Plotly Visualization Formatting Arguments (7)

--axis-font-size takes one positive integer, the font size of the text on both axes of the visualizations that this script will create. If this argument is excluded, then by default, the font size will be 30.
--graph-title takes one string, the title at the top of all output visualizations and the name of the output .html visualization files. To break the title into two lines, include <br> in the --graph-title string. Unless this flag is included, each visualization will have one of these default titles:
- "Correlations Between Average Subsets"
- "Group 1 Subset to Group 2 Correlation"
- "Group 1 to Group 2 Subset Correlation"
- "Correlation Between Unknown Groups"
--marker-size takes one positive integer to determine the size (in pixels) of each data point in the output visualization. The default size is 5.
--place-legend takes one number between 0 and 1, the location of the legend on the y-axis in the output visualization. 0 is the very bottom of the visualization and 1 is the very top. By default, this value will be 0.05.
--title-font-size takes one positive integer. It is just like --axis-font-size, except for the title text in the visualizations. This flag determines the size of the title text above the graph as well as both axis labels. If this argument is excluded, then by default, the font size will be 40.
--trace-titles takes one or more strings. Each will label one dataset in the output visualization. Each should be the title of one of the .csv files given to --only-make-graphs. Include exactly as many titles as there are --only-make-graphs parameters, in exactly the same order as those parameters, to match titles to datasets correctly. This argument only does anything when running the script in --only-make-graphs mode.
--y-range takes two floating-point numbers, the minimum and maximum values to be displayed on the y-axis of the graph visualizations that this script will create. By default, this script will automatically set the y-axis boundaries to show all of the correlation values and nothing else.

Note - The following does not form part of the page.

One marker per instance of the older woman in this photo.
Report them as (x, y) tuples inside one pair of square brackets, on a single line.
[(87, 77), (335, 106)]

MATLAB Visualization Arguments (6)

The following arguments only apply when making a visualization using the compiled MATLAB code instead of the Python Plotly code. So, they do nothing unless the --plot-with-matlab argument is included.

--plot-with-matlab takes one string, a valid path to an existing directory for the MATLAB Runtime Environment v9.4. Include this flag to create the output visualization using compiled MATLAB "MultiShadedBars" code (see src). Otherwise, none of the matlab flags will do anything and the subset analysis code will produce an output visualization using plotly.
--matlab-lower-bound takes one decimal number between 0 and 1, the lower bound of data to display on the MATLAB output visualization.
--matlab-no-edge takes no parameters. By default, the output visualization will display an edge. Include this flag to hide that edge.
--matlab-show takes no parameters. Include this flag to display the threshold as a line on the output visualization. Otherwise, the line will not be shown.
--matlab-upper-bound takes one decimal number between 0 and 1, the upper bound of data to display on the MATLAB output visualization.
--matlab-rgba takes 3 to 5 3 to 5 numbers between 0 and 1, the RGBA values and line threshold for producing the visualization. Respectively those numbers are the red value, green value, blue value, (optional) alpha opacity value, and (optional) threshold to include a line at on the visualization.

Other Flags (5)

--columns takes one or more strings. Each should be the name of a column in the demographics .csv which contains numerical data to include in the subset correlations analysis. By default, the script will assume that both input demographics .csv files have columns of numerical data with these names:
```
demo_comb_income_v2b, demo_ed_v2, demo_prnt_ed_v2b, demo_sex_v2b, ehi_y_ss_scoreb interview_age, medhx_9a, race_ethnicity, rel_relationship, site_id_l
```
--calculate takes one string to define the output metric. With its default value of mean, the subset analysis will calculate correlations between subsets'/groups' average values. Use --calculate variance to correlate the subsets' variances instead, or --calculate effect-size to measure the effect size of the difference between each subset and the total group.
--inverse-fisher-z takes no parameters. Include this flag to do an inverse Fisher-Z transformation on the matrices imported from the .pconn files of the data before getting correlations.
--no-matching takes no parameters. Include this flag to match subsets on every demographic variable except family relationships. Otherwise, subsets will be matched on all demographic variables.
- By default, automated_subset_analysis.py checks that every subset of one group has the same proportion of twins, triplets, or other siblings as the other group. It also checks that no one in the subset has family members outside the subset. --no-matching will skip both checks.
- Use this flag if --subset-size includes any number under 25, because family relationship matching takes a very long time for small subsets.
--parallel takes one valid path, the directory containing automated_subset_analysis.py. It will automatically be included by asa_submitter.py to simultaneously run multiple different instances of automated_subset_analysis.py as a batch command. Otherwise, this flag is not needed. Do not use this flag, because it will be included automatically if needed.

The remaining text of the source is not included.